Hoge Raad, 04-04-2014, ECLI:NL:HR:2014:824, 14/00623
Hoge Raad, 04-04-2014, ECLI:NL:HR:2014:824, 14/00623
Gegevens
- Instantie
- Hoge Raad
- Datum uitspraak
- 4 april 2014
- Datum publicatie
- 4 april 2014
- ECLI
- ECLI:NL:HR:2014:824
- Formele relaties
- In cassatie op : ECLI:NL:GHAMS:2013:4866
- Zaaknummer
- 14/00623
Inhoudsindicatie
HR verklaart het beroep in cassatie n-o.
Uitspraak
4 april 2014
Nr. 14/00623
Arrest
gewezen op het beroep in cassatie van [X] B.V. te [Z] (hierna: belanghebbende) tegen de uitspraak van het Gerechtshof Amsterdam van 12 december 2013, nr. 12/00312, betreffende een aan belanghebbende gegeven beschikking op grond van de Wet waardering onroerende zaken, alsmede een aan haar opgelegde aanslag in de onroerendezaakbelastingen.
1 Beoordeling van de ontvankelijkheid van het beroep in cassatie
Blijkens een door de griffier van het Hof op de uitspraak van het Hof gestelde aantekening is een afschrift van die uitspraak aangetekend aan partijen verzonden op 12 december 2013.
Blijkens een door de griffier van de Hoge Raad op het beroepschrift in cassatie gestelde aantekening is dit beroepschrift op 3 februari 2014 ter griffie van de Hoge Raad binnengekomen.

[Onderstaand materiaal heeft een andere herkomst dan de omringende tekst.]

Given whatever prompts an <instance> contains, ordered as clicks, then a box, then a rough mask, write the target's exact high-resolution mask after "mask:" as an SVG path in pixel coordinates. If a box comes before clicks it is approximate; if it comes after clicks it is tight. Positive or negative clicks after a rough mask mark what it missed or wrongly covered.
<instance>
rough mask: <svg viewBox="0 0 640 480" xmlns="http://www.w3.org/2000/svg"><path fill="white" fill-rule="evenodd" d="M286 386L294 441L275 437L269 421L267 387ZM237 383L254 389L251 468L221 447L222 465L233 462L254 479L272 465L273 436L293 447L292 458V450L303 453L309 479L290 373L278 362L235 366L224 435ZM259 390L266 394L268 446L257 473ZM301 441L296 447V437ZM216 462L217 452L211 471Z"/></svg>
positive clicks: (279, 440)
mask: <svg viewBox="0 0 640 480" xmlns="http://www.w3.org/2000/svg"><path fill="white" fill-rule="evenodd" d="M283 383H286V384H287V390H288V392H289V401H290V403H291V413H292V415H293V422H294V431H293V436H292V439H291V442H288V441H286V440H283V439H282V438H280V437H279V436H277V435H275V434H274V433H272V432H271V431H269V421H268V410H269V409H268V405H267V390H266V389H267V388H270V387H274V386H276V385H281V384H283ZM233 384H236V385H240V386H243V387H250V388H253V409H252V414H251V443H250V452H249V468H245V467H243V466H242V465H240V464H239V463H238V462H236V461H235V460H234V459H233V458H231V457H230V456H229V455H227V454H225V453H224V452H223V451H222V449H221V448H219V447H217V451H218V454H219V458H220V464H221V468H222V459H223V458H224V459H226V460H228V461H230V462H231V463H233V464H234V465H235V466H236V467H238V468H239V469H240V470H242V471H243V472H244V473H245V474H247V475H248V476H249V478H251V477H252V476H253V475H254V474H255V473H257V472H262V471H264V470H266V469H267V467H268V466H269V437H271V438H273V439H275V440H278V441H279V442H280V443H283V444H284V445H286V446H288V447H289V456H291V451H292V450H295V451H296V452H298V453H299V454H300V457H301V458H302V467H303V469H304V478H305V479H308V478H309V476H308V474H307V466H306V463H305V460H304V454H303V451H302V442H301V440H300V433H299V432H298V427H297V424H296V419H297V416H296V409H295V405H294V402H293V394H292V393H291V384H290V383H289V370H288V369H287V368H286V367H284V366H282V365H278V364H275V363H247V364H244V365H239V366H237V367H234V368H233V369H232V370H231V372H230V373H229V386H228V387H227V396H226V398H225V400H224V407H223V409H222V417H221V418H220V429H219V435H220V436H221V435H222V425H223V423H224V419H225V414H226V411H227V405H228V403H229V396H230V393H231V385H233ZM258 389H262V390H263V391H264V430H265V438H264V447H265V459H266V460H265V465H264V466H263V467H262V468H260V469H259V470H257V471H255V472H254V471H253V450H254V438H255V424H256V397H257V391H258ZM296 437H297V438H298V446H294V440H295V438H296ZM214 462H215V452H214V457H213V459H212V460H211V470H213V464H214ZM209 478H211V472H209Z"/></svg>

Het beroepschrift in cassatie is derhalve niet ontvangen binnen de in artikel 6:7 Awb gestelde termijn van zes weken, die in het onderhavige geval eindigde op 23 januari 2014. Het is evenmin tijdig ingediend in de zin van artikel 6:9, lid 2, Awb.
De griffier van de Hoge Raad heeft belanghebbende bij brief van 5 februari 2014 in de gelegenheid gesteld mee te delen waarom de beroepstermijn is overschreden. Hetgeen belanghebbende in haar brief van 10 februari 2014 aanvoert, vormt geen grond voor het oordeel dat belanghebbende niet in verzuim is geweest.
Gelet op het hiervoor overwogene moet het beroep in cassatie niet-ontvankelijk worden verklaard.
2 Proceskosten
De Hoge Raad acht geen termen aanwezig voor een veroordeling in de proceskosten.
3 Beslissing
De Hoge Raad verklaart het beroep in cassatie niet-ontvankelijk.
Dit arrest is gewezen door de raadsheer C. Schaap als voorzitter, en de raadsheren M.A. Fierstra en Th. Groeneveld, in tegenwoordigheid van de waarnemend griffier F. Treuren, en in het openbaar uitgesproken op 4 april 2014.